为工作日俱乐部排行 [英] To club the rows for week days
问题描述
我有如下数据:
StartDate EndDate Duration
----------
41890 41892 3
41898 41900 3
41906 41907 2
41910 41910 1
StartDate 和 EndDate 是日历中任何日期的各自 ID 值.我想计算连续几天的持续时间总和.在这里,我想包括周末的日子.例如.在上面的数据中,假设 41908 和 41909 是周末,那么我需要的结果集应该如下所示.
StartDate and EndDate are respective ID values for any dates from calendar. I want to calculate the sum of duration for consecutive days. Here I want to include the days which are weekends. E.g. in the above data, let's say 41908 and 41909 are weekends, then my required result set should look like below.
我已经有另一个 proc 可以在下一个工作日返回我,即如果我在该 proc 中传递 41907 或 41908 或 41909 作为 DateID,它将在下一个工作日返回 41910.基本上我想检查当我传递上面的 EndDateID 时我的 proc 返回的 DateID 是否与上面数据中的下一个 StartDateID 相同,然后这两行都应该被打成棍子.下面是我想要获取的数据.

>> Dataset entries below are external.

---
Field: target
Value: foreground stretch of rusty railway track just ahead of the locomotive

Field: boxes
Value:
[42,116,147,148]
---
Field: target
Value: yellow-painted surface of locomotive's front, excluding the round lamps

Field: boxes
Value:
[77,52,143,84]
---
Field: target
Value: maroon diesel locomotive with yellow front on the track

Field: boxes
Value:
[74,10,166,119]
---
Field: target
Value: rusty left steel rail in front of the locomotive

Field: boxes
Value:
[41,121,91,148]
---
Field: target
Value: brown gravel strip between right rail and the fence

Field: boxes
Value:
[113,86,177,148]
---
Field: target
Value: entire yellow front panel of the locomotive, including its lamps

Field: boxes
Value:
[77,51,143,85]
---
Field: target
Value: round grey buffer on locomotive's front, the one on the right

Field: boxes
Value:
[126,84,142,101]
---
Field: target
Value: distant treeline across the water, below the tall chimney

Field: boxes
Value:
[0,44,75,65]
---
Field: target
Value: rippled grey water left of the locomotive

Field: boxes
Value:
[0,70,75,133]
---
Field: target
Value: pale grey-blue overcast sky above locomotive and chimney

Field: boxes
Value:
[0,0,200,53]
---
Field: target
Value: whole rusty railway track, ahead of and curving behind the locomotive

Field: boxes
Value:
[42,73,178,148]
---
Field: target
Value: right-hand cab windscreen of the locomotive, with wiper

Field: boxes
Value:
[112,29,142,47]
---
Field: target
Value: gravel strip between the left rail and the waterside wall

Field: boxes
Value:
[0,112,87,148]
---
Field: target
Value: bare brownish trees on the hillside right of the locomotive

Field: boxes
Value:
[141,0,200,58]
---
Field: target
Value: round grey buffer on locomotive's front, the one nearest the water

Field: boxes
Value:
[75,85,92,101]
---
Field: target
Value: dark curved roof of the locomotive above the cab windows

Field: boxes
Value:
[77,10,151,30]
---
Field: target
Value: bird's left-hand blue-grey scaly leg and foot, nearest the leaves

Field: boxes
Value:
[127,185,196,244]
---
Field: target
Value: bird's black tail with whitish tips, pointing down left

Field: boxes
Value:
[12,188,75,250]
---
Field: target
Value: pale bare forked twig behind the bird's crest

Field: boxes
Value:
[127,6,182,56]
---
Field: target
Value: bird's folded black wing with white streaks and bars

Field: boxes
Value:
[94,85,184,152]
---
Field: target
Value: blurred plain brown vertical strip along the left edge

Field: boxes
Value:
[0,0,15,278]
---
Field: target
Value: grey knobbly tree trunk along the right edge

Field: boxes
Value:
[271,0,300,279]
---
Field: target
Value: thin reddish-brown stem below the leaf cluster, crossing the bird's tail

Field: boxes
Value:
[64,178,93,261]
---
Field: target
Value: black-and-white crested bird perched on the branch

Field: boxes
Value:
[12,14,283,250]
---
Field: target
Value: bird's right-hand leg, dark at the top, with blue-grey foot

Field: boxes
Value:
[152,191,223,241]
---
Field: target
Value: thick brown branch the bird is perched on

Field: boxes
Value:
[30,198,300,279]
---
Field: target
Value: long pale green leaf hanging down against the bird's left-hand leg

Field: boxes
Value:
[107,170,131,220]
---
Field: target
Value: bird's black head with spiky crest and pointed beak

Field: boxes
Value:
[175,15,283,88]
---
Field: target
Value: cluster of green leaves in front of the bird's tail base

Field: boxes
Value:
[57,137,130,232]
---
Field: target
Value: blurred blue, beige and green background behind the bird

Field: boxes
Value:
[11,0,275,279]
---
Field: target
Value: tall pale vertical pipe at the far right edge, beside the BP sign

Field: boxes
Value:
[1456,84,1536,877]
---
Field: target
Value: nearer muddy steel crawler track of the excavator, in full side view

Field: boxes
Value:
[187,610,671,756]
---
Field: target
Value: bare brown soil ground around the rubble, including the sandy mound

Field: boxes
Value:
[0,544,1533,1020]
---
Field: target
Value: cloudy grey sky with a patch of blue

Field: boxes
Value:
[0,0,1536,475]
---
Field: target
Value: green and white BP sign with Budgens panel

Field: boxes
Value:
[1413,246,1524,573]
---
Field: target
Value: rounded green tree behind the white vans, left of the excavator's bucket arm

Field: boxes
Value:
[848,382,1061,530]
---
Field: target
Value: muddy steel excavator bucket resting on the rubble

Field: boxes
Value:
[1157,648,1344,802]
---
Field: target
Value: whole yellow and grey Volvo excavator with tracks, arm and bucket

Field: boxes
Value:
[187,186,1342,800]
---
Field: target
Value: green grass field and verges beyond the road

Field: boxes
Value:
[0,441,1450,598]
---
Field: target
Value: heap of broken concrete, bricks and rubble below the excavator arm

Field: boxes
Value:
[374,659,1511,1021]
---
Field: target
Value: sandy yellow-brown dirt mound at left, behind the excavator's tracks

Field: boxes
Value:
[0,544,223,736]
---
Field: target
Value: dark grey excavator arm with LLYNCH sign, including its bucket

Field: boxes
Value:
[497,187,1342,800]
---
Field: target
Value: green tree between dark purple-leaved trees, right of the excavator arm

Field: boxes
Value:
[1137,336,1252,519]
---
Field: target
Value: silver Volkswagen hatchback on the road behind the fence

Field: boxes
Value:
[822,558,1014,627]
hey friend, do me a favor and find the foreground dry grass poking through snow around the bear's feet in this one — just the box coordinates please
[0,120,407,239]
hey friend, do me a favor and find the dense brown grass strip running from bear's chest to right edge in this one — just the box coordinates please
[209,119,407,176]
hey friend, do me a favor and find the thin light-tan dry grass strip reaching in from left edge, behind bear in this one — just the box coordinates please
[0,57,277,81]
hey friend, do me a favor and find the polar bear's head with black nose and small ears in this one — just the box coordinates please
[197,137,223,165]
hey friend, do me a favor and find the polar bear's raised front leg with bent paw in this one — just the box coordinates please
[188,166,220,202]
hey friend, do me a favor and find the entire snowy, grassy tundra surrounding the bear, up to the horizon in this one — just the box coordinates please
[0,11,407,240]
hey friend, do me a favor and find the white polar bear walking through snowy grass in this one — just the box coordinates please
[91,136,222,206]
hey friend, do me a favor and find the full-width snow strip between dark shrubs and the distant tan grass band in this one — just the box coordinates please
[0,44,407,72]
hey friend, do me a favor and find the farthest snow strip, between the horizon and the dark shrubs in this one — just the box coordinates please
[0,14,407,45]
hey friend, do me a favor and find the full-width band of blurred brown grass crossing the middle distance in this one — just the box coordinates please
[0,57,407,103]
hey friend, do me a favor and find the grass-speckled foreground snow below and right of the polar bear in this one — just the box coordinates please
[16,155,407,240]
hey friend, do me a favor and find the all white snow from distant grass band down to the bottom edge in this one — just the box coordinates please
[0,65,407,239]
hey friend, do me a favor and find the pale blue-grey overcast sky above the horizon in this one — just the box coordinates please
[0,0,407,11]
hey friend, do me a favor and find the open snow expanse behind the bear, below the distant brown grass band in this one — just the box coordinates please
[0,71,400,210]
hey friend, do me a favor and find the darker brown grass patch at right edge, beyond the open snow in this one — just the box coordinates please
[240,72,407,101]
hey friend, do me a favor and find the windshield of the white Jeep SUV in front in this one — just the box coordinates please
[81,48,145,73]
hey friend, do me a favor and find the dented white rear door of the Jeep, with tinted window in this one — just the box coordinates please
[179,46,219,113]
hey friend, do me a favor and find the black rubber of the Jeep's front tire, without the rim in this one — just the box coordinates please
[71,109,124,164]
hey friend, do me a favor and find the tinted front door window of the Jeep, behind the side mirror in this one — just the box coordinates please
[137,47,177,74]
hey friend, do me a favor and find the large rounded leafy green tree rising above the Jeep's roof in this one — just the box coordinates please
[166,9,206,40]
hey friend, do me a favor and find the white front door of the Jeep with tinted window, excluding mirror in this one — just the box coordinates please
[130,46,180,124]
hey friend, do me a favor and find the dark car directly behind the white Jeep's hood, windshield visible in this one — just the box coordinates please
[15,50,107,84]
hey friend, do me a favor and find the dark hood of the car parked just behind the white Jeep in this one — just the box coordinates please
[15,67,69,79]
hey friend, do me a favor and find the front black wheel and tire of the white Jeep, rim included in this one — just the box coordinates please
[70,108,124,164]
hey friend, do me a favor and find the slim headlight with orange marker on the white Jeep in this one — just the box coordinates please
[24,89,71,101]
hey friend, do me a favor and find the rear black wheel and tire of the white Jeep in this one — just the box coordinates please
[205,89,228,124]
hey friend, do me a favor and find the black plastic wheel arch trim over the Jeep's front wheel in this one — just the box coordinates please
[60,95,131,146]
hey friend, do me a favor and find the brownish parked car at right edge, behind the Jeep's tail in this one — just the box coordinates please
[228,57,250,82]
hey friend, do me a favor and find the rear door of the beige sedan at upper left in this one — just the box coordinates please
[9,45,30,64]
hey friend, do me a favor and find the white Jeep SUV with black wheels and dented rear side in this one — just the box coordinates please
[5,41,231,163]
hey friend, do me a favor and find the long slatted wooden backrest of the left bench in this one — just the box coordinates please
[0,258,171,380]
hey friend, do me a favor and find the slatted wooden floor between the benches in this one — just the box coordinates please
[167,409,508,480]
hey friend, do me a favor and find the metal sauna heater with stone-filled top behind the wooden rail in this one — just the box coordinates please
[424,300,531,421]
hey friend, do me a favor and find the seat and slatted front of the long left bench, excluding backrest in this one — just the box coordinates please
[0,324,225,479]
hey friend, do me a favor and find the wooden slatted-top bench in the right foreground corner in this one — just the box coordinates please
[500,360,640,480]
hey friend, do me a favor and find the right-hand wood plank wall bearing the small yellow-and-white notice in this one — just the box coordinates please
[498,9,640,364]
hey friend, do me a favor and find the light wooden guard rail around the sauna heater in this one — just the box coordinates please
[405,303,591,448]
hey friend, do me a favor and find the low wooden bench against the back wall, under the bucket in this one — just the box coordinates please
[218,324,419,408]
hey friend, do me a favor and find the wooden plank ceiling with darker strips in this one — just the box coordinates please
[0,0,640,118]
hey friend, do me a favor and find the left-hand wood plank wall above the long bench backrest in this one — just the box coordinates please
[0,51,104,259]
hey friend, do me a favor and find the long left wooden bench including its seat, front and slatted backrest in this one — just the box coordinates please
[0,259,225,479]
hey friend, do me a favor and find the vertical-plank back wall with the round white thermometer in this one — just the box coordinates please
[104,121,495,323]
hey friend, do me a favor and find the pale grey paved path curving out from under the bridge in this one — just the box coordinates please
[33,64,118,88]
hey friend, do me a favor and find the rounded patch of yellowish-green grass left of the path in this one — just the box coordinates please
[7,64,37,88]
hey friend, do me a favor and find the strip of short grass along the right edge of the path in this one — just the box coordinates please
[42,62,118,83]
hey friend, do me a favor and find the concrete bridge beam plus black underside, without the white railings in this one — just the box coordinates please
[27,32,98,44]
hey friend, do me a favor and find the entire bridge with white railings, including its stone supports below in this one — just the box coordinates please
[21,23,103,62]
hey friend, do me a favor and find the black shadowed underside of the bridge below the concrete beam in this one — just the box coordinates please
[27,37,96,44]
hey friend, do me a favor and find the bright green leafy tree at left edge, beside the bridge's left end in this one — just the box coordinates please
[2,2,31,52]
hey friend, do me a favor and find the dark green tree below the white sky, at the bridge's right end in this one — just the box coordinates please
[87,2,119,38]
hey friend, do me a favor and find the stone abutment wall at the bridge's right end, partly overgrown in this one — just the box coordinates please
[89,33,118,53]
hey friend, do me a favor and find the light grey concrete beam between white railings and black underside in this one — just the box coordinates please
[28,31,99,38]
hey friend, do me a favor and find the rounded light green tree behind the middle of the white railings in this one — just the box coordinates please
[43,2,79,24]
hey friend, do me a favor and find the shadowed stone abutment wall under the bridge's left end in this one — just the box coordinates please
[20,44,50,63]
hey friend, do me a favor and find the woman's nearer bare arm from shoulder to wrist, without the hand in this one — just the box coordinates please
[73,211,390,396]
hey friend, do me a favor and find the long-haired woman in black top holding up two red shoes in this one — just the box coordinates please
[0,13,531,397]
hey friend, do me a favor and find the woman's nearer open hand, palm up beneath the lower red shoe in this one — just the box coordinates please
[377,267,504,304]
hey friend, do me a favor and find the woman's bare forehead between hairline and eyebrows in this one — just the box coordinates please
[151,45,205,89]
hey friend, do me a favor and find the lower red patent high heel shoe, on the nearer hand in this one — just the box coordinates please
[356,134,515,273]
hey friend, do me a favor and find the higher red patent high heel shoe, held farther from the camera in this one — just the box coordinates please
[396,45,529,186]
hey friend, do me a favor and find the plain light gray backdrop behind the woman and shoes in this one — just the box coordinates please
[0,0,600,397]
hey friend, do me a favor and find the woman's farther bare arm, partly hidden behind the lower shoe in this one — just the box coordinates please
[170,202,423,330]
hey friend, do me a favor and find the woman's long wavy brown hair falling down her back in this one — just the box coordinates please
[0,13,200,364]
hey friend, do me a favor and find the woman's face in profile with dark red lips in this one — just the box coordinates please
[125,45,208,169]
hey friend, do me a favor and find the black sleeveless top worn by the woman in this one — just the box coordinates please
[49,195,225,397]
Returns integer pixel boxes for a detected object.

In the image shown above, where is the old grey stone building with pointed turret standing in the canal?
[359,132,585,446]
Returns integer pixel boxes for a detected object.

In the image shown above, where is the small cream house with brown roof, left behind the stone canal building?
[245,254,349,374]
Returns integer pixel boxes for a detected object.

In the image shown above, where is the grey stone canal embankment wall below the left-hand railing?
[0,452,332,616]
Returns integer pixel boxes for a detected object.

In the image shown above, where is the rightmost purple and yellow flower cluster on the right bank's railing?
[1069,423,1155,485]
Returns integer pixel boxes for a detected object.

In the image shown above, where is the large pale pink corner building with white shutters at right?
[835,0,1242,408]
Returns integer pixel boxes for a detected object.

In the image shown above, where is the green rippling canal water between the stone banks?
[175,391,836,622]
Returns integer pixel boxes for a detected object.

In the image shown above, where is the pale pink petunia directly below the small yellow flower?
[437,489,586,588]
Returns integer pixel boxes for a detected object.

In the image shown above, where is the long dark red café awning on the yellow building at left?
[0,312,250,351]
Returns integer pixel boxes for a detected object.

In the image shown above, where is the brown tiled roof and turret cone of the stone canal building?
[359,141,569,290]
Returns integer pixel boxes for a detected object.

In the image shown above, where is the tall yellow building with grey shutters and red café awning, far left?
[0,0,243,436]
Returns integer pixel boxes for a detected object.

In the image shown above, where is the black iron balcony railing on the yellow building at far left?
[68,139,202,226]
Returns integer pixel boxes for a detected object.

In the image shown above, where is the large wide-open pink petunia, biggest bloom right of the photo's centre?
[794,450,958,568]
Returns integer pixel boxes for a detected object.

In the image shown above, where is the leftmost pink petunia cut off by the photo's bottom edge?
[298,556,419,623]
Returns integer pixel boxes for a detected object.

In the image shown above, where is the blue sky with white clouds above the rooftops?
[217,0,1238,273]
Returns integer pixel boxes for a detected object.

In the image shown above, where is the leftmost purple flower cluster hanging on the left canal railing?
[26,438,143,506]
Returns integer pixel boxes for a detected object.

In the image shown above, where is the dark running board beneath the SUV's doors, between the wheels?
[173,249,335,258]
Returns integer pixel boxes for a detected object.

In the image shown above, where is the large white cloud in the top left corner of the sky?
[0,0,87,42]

I already have another proc that can return me the next working day, i.e. if I pass 41907 or 41908 or 41909 as DateID in that proc, it will return 41910 as the next working day. Basically I want to check if the DateID returned by my proc when I pass the above EndDateID is same as the next StartDateID from above data, then both the rows should be clubbed. Below is the data I want to get.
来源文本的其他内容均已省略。